Devices and devices for volumetric and liquid concentration measurements are well known in the art. It should be understood that any suitable type of detector, sensor or other device or any known procedure for measuring the concentration and volume of pure water 66 may be used for determination of the concentration and volume of pure water expelled from outlet 24 of first chamber 12 following the reverse osmosis transport at the fixed time at fixed pressure.

Similarly, it should be further understood that any suitable type of detector, sensor or other device or any known procedure for measuring the concentration and volume of brine 60 may be used for determination of the concentration and volume of brine expelled from the outlet 18 of the second chamber 14 following the reverse osmosis transport at the fixed time at fixed pressure. It should be noted that the first chamber only contains pure water and the second chamber only contains brine.

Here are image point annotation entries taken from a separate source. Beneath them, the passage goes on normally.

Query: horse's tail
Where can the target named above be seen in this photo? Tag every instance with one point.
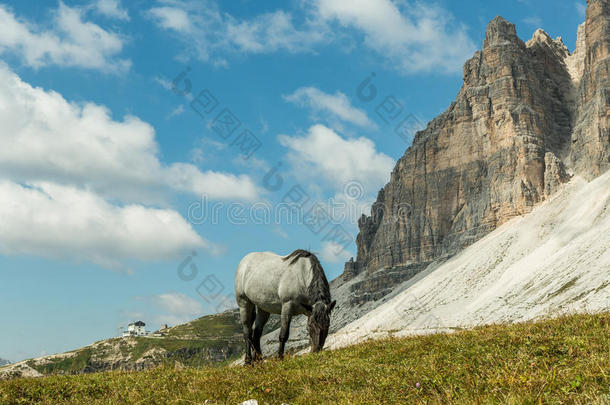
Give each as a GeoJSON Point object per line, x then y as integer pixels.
{"type": "Point", "coordinates": [297, 254]}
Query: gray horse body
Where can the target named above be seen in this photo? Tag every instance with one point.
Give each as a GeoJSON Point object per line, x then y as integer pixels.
{"type": "Point", "coordinates": [287, 285]}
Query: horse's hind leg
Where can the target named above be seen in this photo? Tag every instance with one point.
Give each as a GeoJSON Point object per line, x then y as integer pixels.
{"type": "Point", "coordinates": [285, 328]}
{"type": "Point", "coordinates": [259, 324]}
{"type": "Point", "coordinates": [246, 316]}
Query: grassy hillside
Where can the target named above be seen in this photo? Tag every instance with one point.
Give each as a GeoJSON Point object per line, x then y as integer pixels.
{"type": "Point", "coordinates": [565, 360]}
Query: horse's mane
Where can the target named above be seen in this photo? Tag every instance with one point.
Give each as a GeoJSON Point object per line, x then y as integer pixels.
{"type": "Point", "coordinates": [318, 289]}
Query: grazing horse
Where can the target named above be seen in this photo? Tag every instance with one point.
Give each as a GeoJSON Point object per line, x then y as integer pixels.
{"type": "Point", "coordinates": [292, 285]}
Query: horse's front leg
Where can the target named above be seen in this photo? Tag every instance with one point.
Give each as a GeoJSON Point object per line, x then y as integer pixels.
{"type": "Point", "coordinates": [285, 328]}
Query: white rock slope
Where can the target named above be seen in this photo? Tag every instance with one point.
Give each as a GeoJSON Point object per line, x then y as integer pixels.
{"type": "Point", "coordinates": [554, 260]}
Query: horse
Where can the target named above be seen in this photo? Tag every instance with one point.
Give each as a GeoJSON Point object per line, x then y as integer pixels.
{"type": "Point", "coordinates": [267, 283]}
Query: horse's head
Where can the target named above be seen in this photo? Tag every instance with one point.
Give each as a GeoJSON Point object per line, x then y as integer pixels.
{"type": "Point", "coordinates": [318, 324]}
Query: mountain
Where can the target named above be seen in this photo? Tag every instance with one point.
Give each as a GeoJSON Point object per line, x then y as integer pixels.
{"type": "Point", "coordinates": [529, 128]}
{"type": "Point", "coordinates": [550, 262]}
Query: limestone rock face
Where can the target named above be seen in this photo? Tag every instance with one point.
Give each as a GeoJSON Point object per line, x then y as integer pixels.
{"type": "Point", "coordinates": [590, 152]}
{"type": "Point", "coordinates": [526, 115]}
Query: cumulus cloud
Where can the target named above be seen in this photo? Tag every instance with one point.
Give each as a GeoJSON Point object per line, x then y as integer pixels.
{"type": "Point", "coordinates": [418, 37]}
{"type": "Point", "coordinates": [339, 161]}
{"type": "Point", "coordinates": [178, 304]}
{"type": "Point", "coordinates": [70, 41]}
{"type": "Point", "coordinates": [63, 222]}
{"type": "Point", "coordinates": [333, 252]}
{"type": "Point", "coordinates": [47, 138]}
{"type": "Point", "coordinates": [111, 9]}
{"type": "Point", "coordinates": [337, 105]}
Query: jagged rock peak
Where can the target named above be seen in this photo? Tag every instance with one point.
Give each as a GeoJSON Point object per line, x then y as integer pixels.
{"type": "Point", "coordinates": [499, 31]}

The device 10, which may be termed a static diffusion cell, permits flat, semipermeable membranes used for reverse osmosis to be tested statically at low pressures in the laboratory with precisely known concentrations of brine and precisely regulated pressures, rather than dynamically while in use in the reverse osmosis apparatus itself.

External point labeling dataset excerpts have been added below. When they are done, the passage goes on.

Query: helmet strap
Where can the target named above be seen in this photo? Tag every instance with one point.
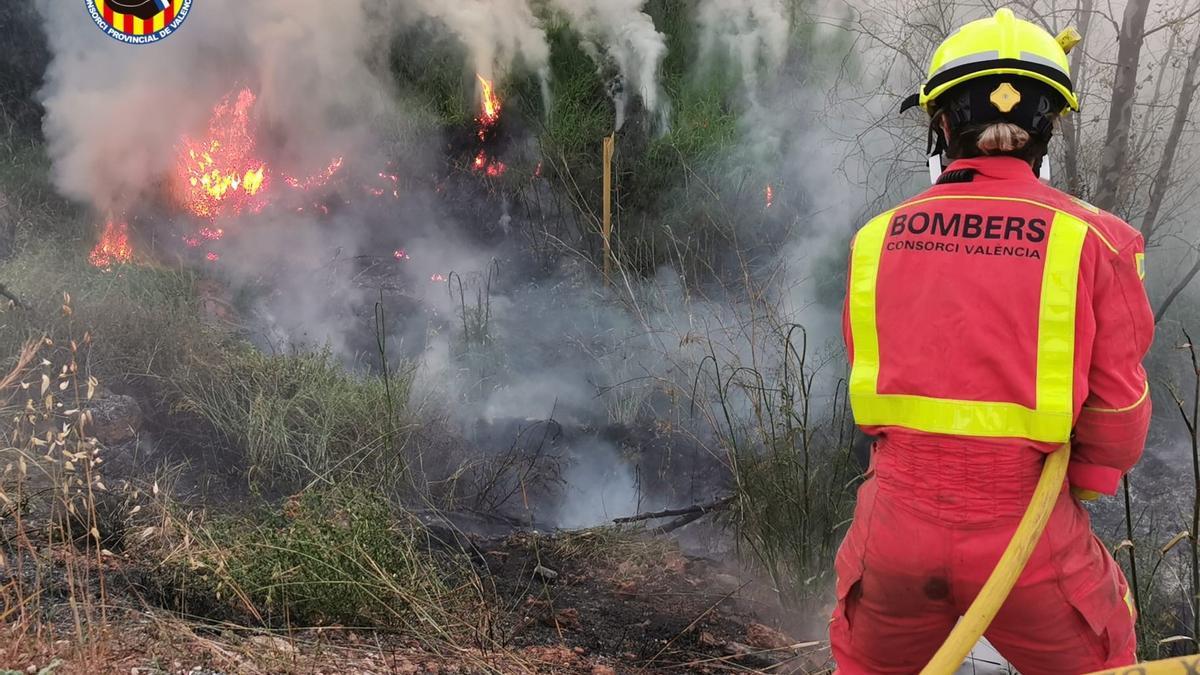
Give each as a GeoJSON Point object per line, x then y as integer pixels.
{"type": "Point", "coordinates": [935, 144]}
{"type": "Point", "coordinates": [1043, 168]}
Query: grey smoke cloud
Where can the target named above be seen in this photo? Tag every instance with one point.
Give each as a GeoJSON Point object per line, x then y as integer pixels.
{"type": "Point", "coordinates": [497, 33]}
{"type": "Point", "coordinates": [621, 30]}
{"type": "Point", "coordinates": [754, 33]}
{"type": "Point", "coordinates": [556, 346]}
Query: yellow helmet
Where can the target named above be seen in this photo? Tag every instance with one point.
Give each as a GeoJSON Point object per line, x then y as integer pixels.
{"type": "Point", "coordinates": [997, 46]}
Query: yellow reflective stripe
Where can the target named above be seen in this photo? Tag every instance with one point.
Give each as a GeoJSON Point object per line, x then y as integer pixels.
{"type": "Point", "coordinates": [1023, 201]}
{"type": "Point", "coordinates": [864, 264]}
{"type": "Point", "coordinates": [1051, 418]}
{"type": "Point", "coordinates": [1056, 321]}
{"type": "Point", "coordinates": [955, 417]}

It is to be understood that the present invention is not limited to the embodiments described above, but encompasses any and all embodiments within the scope of the following claims.

Claims

I claim:

1. A method for testing reverse osmosis membranes, comprising the steps of:

partially filling a first chamber with a known volume of de-ionized water;

partially filling a second chamber with a known volume of brine of known concentration;

clamping a flat reverse osmosis membrane to be tested between the first and second chambers so that an open end of the first chamber is positioned against a first surface of the reverse osmosis membrane and an open end of the second chamber is positioned against an opposed second surface of the reverse osmosis membrane;

injecting a pressurized inert gas at a known pressure into the second chamber to initiate a reverse osmosis transfer through the reverse osmosis membrane;

measuring the concentration of brine in the first chamber at a measured period of time after initiation of reverse osmosis to determine salt rejection by the membrane; and

measuring the volume of pure water in the first chamber at a measured period of time after initiation of reverse osmosis to determine flow rate through the reverse osmosis membrane.

2. The method for testing reverse osmosis membranes as recited in claim 1, further comprising the step of monitoring pressure in the second chamber during said step of measuring the volume of pure water to determine the flow rate through the membrane at the pressure in the second chamber.